Nuestros peludos y desnudos cuerpos de logro
que crecen para transformarnos en dementes girasoles
formales en el ocaso...
Allen Ginsberg, “Sutra del girasol”
Un mediodía de estío, el poeta yacía desnudo en su diminuto departamento de Brooklyn al lado de su amante. Los dos con patillas nutridas, los cuerpos velludos de ambos, tendidos tras el éxtasis sexual definitivo.
Una mosca vino a posarse en el culo aún húmedo de su novio, atraída por restos seminales no muy lejanos. Luego aterrizó sobre su miembro, él le tiró un manotazo y casi la atrapa en el aire cuando intentaba huir.
Entonces decidió que ese era el momento de conocer por fin el nirvana y alcanzar el despertar. Relajó su cuerpo al máximo y cerró sus ojos, dispuesto a entrar en un trance profundo, en esta ocasión sin el auxilio de ninguna sustancia enervante. Fue sumiéndose lentamente en el silencio de la meditación conforme sus músculos se aflojaban, se hundió en tal estado que creyó dormir.
De pronto se encontró en medio de un supermercado en donde continuaba desnudo, al igual que el resto de los clientes y comensales. Reflexionó un momento mientras echaba un ojo a los culitos al aire de los chicos que acomodaban las verduras y descubrió, medio escondido, a Walt Whitman, quien sin que nadie hasta ahora lo viera, se deleitaba las pupilas ante el espectáculo de nalgas morenas y blanquecinas desfilando y bolsas rosadas de escrotos sacudiéndose acompasadas.
Al viejo Barba-gris le molestó que lo sacaran de su anonimato y lo descubrieran en pleno éxtasis contemplativo, pero al final acepto intercambiar dos o tres frases con Ginsberg, quien era un gran admirador suyo desde la infancia.
-¡Son ángeles, no hables demasiado fuerte!
Sentenció el viejo de la barba clara, dirigiéndose al poeta barbudo más joven.

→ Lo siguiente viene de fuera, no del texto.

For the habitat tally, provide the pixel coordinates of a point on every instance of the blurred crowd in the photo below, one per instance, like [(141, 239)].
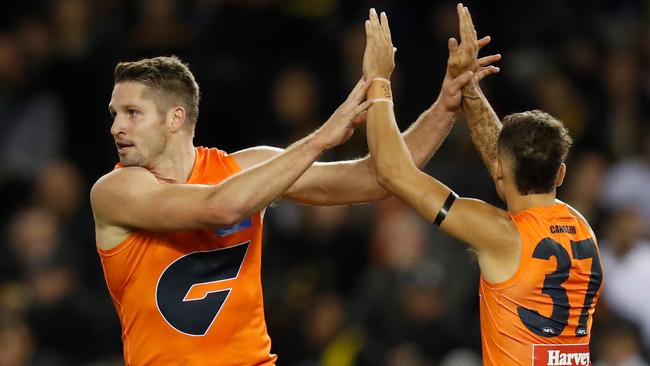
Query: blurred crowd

En la apariencia todo aquello era similar a cualquier otro supermercado de Nueva York al que anteriormente hubiera ido a comprar víveres y cigarros, a excepción de que todos se encontraban desnudos y nadie parecía realmente comprar nada.
-Observa...
Insistió Whitman. Cerca de ellos, tras una pila de latas de sardinas en salsa de tomate parecía ocultarse otro poeta, deseoso de no ser descubierto, avergonzado de su desnudez y observando con deseo y locura los glúteos angelicales que ellos también admiraban. Era García Lorca.
-¡No me gusta esta América de hoy en día...!

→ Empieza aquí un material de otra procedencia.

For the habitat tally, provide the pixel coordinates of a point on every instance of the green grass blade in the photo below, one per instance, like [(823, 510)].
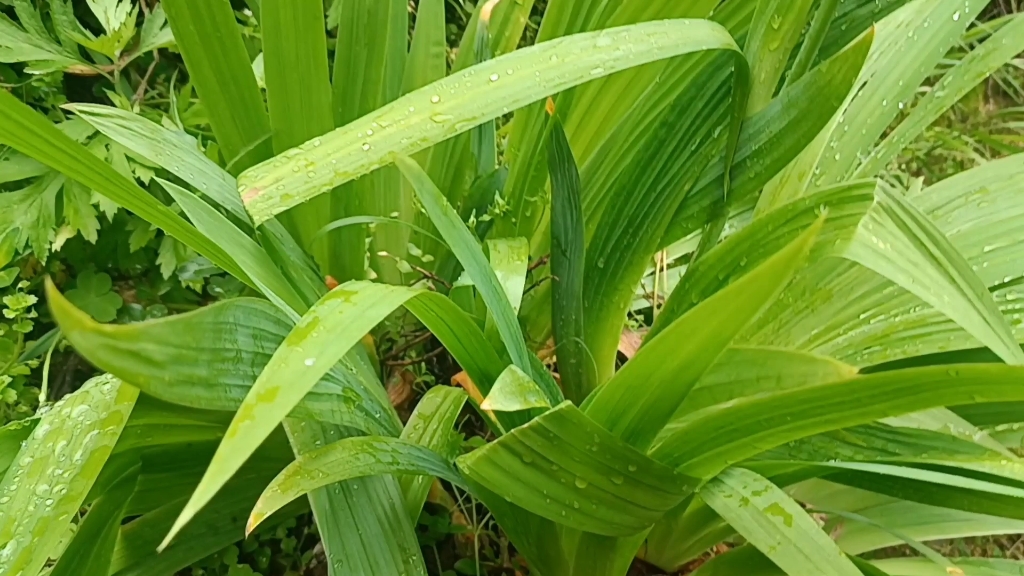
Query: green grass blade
[(89, 553), (346, 459), (551, 468), (732, 437), (514, 391), (774, 32), (298, 93), (427, 58), (567, 259), (77, 436), (748, 371), (454, 231), (437, 114), (845, 207), (903, 55), (823, 14), (369, 64), (258, 266), (27, 131), (961, 79), (641, 398), (431, 425), (211, 44), (175, 152), (176, 359), (775, 524), (387, 543), (324, 335), (930, 266)]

Gruñó Barba-gris. Luego se alejó.
De pronto Ginsberg ya no se encontraba en un supermercado sino a la orilla del puerto de Nueva York y a su lado ya no estaba Whitman sino Jack Kerouac, su amigo entrañable, quien muriera hace no mucho.
-Estuve en tu tumba, Jack... Fuimos hace poco Dylan y yo, con su guitarra...
Atinó a pronunciar tembloroso, con mucha nostalgia, pena y cierta culpa por seguir vivo aún.
El diestro novelista se limitó a sonreírle y señalar con su dedo un girasol que crecía en plena orilla del puerto. Ginsberg observó que no era una flor común y corriente, sino que se encontraba extrañamente viva y luminosa. Era un pequeño sol en sí misma y este conocimiento le pareció al poeta toda una revelación.
Cuando menos acordó, Whitman y Kerouac ya iban a bordo de un modesto carguero, similar a los que se utilizaban en el puerto para remolcar cacharros y basura. Ginsberg pensó que esa debía ser la apariencia actual de la barca de Caronte.
Su pequeño girasol comenzó a arder y girar con tal intensidad que aquella luz lo llevó de regreso a su cama junto a su novio en el apartamento.
-¿Qué te pasa, querido?
Musitó una voz varonil y afectuosa.
Y el poeta se encontraba preso de tal emoción y de una sonrisa gigantesca y hermosa sabiendo que, a la próxima vuelta de aquella barcaza en el puerto, quizá él sería el próximo pasajero.